Minnesota takes rare step to allow power lines…


Here are two key facts about transmission lines: The U.S. needs a lot more of them to transition away from fossil fuels; they’re also incredibly difficult to build.

A big part of the challenge is negotiating permits for the power lines — which typically cross hundreds of miles of land — from the numerous jurisdictions and hundreds of private landowners along the planned route. This is a very slow process — too slow at its current pace for the U.S. to build enough power lines to meet its climate goals.

For the past half decade, bipartisan groups have been pushing federal and state lawmakers and transportation agencies to clear the way for a potential shortcut: siting power lines alongside highways.

Last month, Minnesota lawmakers handed them an early victory on this high-voltage highway concept. As part of a bundle of climate laws and policies passed in this year’s legislative session, a provision in an omnibus transportation bill has ended a decade-long prohibition against siting utility infrastructure on the land along state and interstate highways owned and managed by the Minnesota Department of Transportation.

The law opens up all highway rights-of-way for transmission co-location,” said Randy Satterfield, executive director of the NextGen Highways initiative. The nonprofit group has led the advocacy work in the state, including producing a 2022 report demonstrating that power lines along highways are a safe and cost-effective option for the state, and building a coalition of clean energy and labor groups to support the change in the siting law.

Now, NextGen Highway supporters are getting ready for the next steps in their effort: expanding the policy to other states and getting utilities and grid operators in Minnesota to actually make use of the highway transmission routes currently on offer.

NextGen Highways 1.0 is removing the barriers,” said Matthew Prorok, senior policy manager at the nonprofit Great Plains Institute, a founding member of the coalition. NextGen Highways 2.0 is realizing the vision — and to do that you need to incentivize the parties to come together.”

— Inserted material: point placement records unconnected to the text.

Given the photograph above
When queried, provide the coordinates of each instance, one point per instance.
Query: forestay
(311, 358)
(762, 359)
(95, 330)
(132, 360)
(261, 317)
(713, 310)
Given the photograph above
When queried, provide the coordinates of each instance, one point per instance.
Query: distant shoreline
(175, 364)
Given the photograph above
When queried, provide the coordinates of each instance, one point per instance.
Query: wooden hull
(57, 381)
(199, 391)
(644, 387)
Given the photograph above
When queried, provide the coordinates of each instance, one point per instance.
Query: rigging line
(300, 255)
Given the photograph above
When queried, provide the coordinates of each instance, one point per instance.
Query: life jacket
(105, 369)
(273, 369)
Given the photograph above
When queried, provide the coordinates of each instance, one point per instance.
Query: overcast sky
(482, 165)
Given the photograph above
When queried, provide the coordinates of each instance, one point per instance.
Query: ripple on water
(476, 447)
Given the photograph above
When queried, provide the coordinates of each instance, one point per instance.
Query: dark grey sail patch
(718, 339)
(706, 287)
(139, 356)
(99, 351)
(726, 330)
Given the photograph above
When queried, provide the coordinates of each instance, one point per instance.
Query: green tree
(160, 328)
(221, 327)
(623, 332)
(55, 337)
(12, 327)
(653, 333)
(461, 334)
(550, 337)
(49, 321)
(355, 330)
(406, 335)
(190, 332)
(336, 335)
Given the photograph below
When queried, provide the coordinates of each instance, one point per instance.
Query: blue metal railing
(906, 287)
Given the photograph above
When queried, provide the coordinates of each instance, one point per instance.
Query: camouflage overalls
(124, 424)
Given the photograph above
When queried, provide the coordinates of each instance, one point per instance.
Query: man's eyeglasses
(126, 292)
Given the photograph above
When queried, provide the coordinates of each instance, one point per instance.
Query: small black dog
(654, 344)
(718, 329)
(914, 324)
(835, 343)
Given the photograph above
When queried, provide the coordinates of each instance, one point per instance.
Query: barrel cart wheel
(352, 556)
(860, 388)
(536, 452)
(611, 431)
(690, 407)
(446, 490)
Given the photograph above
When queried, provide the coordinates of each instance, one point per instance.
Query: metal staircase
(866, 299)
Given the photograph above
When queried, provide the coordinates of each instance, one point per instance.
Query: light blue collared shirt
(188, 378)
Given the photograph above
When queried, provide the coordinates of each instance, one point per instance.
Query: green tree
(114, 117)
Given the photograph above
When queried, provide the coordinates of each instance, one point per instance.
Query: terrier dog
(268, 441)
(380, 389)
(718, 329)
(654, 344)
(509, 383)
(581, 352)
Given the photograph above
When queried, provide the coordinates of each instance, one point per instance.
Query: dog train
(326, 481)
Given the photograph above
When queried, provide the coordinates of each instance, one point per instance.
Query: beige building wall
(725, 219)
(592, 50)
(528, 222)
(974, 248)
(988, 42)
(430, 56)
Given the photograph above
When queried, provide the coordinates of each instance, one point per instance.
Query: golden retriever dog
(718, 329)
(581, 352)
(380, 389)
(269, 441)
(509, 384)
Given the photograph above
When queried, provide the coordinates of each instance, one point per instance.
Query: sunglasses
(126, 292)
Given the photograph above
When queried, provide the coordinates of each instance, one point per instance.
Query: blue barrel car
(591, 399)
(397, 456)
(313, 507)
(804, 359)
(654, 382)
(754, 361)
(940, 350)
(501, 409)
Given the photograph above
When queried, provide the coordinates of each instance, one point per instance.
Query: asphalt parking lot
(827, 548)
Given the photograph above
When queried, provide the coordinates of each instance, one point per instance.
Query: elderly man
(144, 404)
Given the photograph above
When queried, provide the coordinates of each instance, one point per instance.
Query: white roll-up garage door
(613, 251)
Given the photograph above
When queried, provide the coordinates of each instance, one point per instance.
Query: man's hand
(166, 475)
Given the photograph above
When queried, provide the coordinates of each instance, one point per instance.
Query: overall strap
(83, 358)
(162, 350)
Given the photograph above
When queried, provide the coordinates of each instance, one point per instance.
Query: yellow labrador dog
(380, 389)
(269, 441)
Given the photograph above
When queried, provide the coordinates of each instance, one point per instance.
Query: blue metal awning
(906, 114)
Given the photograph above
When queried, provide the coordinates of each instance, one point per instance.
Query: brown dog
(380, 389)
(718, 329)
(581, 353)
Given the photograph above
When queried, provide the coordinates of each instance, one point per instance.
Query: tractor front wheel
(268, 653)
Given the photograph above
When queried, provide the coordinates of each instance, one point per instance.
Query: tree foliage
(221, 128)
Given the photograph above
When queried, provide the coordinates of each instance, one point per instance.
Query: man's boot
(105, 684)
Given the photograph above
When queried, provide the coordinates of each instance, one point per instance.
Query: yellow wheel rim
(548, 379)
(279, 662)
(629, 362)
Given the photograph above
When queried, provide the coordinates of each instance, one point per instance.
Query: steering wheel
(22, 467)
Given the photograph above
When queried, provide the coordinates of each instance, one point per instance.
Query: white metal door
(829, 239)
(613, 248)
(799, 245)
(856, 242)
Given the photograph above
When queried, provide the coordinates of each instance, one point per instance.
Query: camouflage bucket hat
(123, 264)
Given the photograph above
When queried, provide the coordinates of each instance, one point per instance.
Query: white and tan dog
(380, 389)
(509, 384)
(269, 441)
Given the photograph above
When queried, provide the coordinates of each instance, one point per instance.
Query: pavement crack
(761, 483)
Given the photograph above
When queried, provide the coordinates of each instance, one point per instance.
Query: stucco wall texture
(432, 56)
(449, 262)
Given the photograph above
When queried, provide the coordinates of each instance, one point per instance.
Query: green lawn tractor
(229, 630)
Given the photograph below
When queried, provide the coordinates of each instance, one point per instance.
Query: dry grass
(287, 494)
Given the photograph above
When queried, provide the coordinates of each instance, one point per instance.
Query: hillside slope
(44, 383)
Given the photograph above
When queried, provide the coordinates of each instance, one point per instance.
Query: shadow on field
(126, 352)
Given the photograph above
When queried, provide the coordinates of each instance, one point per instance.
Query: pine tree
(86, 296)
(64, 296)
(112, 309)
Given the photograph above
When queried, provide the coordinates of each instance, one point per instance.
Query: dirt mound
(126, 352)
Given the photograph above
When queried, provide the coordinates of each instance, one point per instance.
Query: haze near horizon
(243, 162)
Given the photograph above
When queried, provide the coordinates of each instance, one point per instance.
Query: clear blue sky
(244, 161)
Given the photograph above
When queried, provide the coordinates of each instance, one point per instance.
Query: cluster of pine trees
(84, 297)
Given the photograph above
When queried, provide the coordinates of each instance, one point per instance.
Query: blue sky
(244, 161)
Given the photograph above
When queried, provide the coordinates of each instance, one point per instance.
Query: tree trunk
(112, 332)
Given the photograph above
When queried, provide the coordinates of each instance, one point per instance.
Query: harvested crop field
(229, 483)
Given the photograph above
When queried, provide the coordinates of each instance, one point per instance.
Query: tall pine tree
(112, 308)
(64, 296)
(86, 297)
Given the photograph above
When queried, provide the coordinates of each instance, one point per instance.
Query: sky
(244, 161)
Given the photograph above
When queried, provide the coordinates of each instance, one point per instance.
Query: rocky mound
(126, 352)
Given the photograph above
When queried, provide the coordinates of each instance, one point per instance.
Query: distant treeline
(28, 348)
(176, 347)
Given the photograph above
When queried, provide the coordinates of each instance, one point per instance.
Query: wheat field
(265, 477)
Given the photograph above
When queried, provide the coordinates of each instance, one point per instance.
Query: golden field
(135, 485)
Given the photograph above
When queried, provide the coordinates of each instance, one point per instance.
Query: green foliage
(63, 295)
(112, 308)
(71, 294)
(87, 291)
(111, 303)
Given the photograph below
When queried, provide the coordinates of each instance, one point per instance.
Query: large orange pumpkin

The problem that NextGen Highways is trying to solve

The U.S. needs to double or triple the capacity of its high-voltage transmission grid to make room for the massive amounts of clean energy needed to achieve its climate goals, make the grid more resilient against extreme weather, and serve a growing and increasingly electric-powered economy.

But transmission lines can take more than a decade to site, permit, finance, and build, and many falter in the face of opposition from the hundreds of public and private landowners who can challenge projects crossing their property lines.

Highway rights-of-way provide a neat solution to this challenge, Satterfield said.

State transportation departments, which own and manage both state and interstate highways, are a single entity to negotiate with. And while state agencies manage interstate highways under regulations set by the Federal Highway Administration, the Biden administration issued guidance in 2021 that encourages states to open those rights-of-way for pressing public needs relating to climate change, equitable communications access, and energy reliability.”

It’s hard to say how much transmission could be built if every state allowed it on highway rights-of-way. But this map from NGI Consulting, a consultancy formed in 2020 that’s since been folded into NextGen Highways, indicates how the country’s interstate highways could serve as pathways for the roughly sketched-in interregional high-voltage direct current (HVDC) interconnections that the U.S. Department of Energy’s National Renewable Energy Laboratory has found could enable a significant expansion of U.S. renewable energy capacity.

Image credit: NGI Consulting

But states have been slow to shift from long-standing policies that aim to keep highway rights-of-way clear of other infrastructure that could compromise safety, burden transportation departments with unforeseen costs, or restrict the option of expanding highways in the future. Many states bar utility infrastructure from highway rights-of-way. Those that don’t have been slow to take on the coordination between transportation agencies and utility regulators to make transmission co-location possible.

The key exception to date has been Minnesota’s eastern neighbor, Wisconsin, which passed a law in 2003 that’s enabled utilities to build hundreds of miles of high-voltage overhead power lines and towers along highways. While it’s hard to say whether those lines would have cost more or taken longer without that law, Satterfield noted that an alternative route for the biggest such project undertaken, the Badger–Coulee transmission line built in the Interstates 9094 corridor, would have crossed the property of more than 300 private landowners, setting up the potential for permitting disputes and lawsuits.

Just because transmission lines can be built along highways doesn’t mean that utilities and regional grid planners will pursue the option, of course. That’s where the next stage of work comes in, Satterfield said.

Getting the highways into the grid plans 

In Minnesota, the chief forum for transmission expansions runs through the Midcontinent Independent System Operator (MISO), the grid operator for all or part of 15 U.S. states and Canada’s Manitoba province. MISO is now in the midst of a long-range transmission plan (LRTP) process that represents the single largest regional grid expansion in the country.